Hi Chris & All,
I guess I don't understand Chris' math:
My various 6 Volt batteries are all approximately 200 amp hour.
So 6 of them in series, Elec-Trak gives me 36 volts at 200 amp hours.
If I added another 2 of the 6 volts batteries at 200 Amp hours, in series,
I
would have 48 volts at 200 amp hours.
If instead, I added a 12volt gel cell / agm / etc type battery, (which is
typically around 100 amp hour in the same size case as the 6 volt Trojan
and
others,) in series with the 36 volt Elec-Trak pack, I would have 48 volts
at
ONLY 100 amp hours.
Then I would have a dead 12v battery, and my main electrak pack still half
charged (with 36 v output), with another 100 ah worth of energy.

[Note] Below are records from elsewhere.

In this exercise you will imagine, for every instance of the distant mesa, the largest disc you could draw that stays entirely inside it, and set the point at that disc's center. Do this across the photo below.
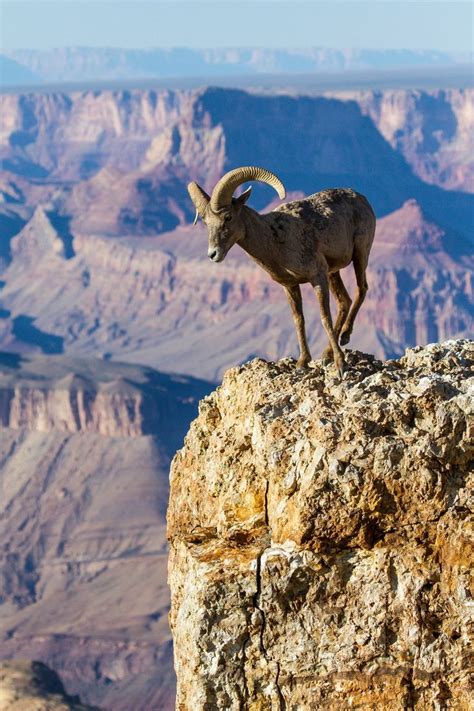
(32, 686)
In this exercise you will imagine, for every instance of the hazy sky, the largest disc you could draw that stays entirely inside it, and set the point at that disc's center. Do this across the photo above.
(394, 24)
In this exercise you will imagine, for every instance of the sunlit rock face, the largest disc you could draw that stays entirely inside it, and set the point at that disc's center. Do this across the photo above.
(320, 551)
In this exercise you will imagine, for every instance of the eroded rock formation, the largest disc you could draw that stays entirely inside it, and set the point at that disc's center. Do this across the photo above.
(85, 447)
(31, 686)
(319, 537)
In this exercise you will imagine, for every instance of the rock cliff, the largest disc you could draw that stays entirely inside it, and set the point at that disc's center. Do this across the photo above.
(320, 550)
(85, 447)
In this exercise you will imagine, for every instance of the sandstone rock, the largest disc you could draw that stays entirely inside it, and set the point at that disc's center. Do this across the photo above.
(320, 541)
(31, 686)
(85, 447)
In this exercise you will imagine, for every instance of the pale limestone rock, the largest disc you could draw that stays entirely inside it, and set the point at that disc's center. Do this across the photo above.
(320, 546)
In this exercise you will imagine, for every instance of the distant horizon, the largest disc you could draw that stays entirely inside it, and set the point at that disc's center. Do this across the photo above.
(428, 25)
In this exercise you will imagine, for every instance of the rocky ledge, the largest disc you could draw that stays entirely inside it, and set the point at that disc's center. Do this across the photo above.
(319, 537)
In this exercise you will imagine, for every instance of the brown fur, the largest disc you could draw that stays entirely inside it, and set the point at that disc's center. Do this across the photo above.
(305, 241)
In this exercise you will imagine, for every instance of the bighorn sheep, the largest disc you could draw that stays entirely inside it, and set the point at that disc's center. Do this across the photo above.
(307, 240)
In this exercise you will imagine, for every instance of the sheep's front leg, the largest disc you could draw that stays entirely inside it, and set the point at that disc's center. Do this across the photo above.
(296, 303)
(321, 287)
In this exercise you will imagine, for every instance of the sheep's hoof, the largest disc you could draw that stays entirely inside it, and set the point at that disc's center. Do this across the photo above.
(345, 338)
(341, 366)
(327, 356)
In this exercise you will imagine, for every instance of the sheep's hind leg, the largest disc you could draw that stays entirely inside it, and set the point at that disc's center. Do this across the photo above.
(296, 303)
(360, 266)
(321, 288)
(344, 302)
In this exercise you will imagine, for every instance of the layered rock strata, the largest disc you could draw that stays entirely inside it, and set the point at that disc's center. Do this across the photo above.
(31, 686)
(319, 529)
(85, 448)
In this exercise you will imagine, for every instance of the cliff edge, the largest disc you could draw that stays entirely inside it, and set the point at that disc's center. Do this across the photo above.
(319, 537)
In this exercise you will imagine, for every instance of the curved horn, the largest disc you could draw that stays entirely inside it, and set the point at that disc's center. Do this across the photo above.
(222, 193)
(199, 197)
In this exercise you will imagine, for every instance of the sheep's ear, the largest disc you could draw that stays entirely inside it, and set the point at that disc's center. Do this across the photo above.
(242, 199)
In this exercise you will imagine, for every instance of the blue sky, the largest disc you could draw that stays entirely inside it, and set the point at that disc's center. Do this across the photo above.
(376, 24)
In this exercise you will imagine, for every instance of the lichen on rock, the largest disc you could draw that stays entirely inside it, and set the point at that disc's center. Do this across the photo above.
(319, 530)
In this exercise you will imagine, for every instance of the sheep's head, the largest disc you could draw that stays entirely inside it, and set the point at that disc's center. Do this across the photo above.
(221, 212)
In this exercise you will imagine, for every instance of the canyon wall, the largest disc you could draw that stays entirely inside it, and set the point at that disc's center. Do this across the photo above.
(319, 531)
(85, 447)
(31, 686)
(97, 254)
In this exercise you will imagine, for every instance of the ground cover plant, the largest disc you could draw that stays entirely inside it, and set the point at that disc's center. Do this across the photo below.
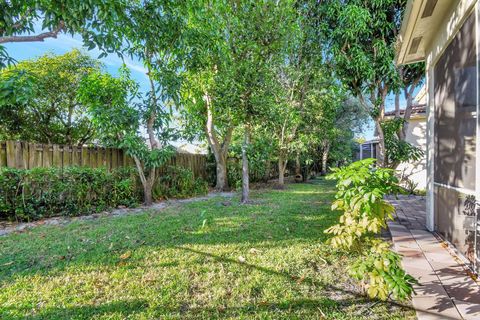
(201, 260)
(362, 187)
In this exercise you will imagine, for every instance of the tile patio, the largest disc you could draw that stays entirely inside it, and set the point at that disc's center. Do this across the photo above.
(445, 290)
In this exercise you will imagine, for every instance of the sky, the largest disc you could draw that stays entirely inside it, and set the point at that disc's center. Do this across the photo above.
(65, 43)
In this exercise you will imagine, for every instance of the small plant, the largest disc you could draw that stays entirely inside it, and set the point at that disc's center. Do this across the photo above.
(178, 182)
(410, 186)
(361, 190)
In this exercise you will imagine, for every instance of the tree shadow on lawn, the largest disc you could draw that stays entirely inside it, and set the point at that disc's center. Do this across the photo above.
(46, 250)
(308, 307)
(311, 308)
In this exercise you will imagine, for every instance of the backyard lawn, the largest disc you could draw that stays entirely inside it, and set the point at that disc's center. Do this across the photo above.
(200, 260)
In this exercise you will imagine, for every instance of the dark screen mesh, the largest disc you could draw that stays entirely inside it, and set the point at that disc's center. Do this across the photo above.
(367, 150)
(455, 80)
(455, 84)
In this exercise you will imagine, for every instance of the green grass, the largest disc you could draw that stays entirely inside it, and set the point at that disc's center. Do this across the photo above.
(185, 263)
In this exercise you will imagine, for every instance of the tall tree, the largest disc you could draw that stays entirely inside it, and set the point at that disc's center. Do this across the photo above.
(51, 102)
(361, 37)
(207, 66)
(258, 39)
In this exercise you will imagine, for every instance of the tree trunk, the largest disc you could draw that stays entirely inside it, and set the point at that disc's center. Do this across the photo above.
(147, 194)
(219, 150)
(381, 161)
(245, 177)
(268, 166)
(326, 150)
(221, 164)
(282, 165)
(298, 169)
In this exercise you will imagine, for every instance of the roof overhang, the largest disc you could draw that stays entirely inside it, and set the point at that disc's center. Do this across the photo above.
(420, 25)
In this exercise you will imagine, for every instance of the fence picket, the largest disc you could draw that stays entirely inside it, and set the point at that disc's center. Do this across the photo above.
(24, 155)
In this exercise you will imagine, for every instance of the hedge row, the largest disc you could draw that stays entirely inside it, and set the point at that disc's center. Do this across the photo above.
(44, 192)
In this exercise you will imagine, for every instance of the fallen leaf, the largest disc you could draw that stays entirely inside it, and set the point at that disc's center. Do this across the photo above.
(126, 255)
(253, 251)
(301, 279)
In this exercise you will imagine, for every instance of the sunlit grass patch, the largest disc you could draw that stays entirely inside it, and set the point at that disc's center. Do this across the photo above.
(267, 260)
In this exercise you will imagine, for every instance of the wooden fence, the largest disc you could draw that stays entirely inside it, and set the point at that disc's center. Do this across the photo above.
(23, 155)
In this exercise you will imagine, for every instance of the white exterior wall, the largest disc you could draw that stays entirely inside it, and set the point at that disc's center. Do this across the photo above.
(434, 50)
(416, 171)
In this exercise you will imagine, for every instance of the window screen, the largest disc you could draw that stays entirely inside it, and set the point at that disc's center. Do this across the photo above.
(455, 85)
(455, 79)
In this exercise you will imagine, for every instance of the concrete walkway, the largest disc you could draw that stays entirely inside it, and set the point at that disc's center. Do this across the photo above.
(446, 290)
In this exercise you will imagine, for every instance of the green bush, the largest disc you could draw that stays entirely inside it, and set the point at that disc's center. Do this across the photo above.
(361, 191)
(178, 182)
(45, 192)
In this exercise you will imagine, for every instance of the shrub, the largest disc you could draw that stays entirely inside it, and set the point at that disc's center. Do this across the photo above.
(361, 190)
(178, 182)
(45, 192)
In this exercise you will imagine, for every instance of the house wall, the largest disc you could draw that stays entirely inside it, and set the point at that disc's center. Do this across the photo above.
(447, 207)
(416, 171)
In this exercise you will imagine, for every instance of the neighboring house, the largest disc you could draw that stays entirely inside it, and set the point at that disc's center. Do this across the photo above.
(444, 34)
(415, 171)
(367, 149)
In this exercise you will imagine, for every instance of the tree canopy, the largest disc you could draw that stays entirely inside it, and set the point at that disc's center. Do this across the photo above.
(44, 91)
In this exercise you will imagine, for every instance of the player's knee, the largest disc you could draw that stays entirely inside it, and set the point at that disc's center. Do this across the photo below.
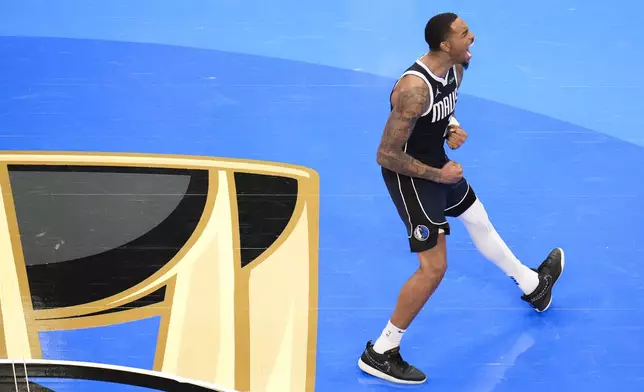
(477, 216)
(433, 263)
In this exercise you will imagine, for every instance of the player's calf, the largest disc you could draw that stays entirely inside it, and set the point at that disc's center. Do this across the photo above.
(549, 272)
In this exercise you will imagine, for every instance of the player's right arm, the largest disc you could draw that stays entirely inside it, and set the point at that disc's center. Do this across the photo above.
(410, 100)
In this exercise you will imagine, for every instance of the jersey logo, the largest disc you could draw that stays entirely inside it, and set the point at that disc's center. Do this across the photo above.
(444, 107)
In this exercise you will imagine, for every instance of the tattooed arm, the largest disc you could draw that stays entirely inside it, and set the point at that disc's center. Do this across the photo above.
(410, 101)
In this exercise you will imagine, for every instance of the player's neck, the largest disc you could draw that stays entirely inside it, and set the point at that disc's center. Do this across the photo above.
(439, 63)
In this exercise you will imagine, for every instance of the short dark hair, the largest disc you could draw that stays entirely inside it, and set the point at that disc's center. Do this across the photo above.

Did I miss something (like a rear battery box with 6 more 6v trojan
batteries, AND a huge 200 pound, 12 volt @ 400 ah AGM battery in your
system, or was this (your 400 ah number) a typo?
John (battery 'farmer', who recently watered & charged all 43 of his
batteries, in various electric cars & tractors, etc)
----- Original Message -----
From: "Christopher Zach" <czach computer org>
To: <ev listproc sjsu edu>
Cc: <elec-trak cosmos phy tufts edu>
Sent: Monday, November 15, 2004 3:44 PM
Subject: (ET) Re: How to drive my shredder?
An APC Smart-UPS 2400 is what you want. They can power just about anything.
The issue though is they typically have 4 12 volt 17ah batteries, so not
much capacity. I typically just toss mine in the back of the Elec-Trak
in the weight box and go with it for heavy chainsaw work.
When I need longer term power I do something "bad". I take a 100ah AGM
battery, put it in *series* with the Elec-Trak's 36 volts of floodeds,
and run it all into the 48 volt input on the 2400. I charge the
batteries seperately, and I watch for spread using my battery monitors,
but it gives you basically 400ah at 48 volts to play with.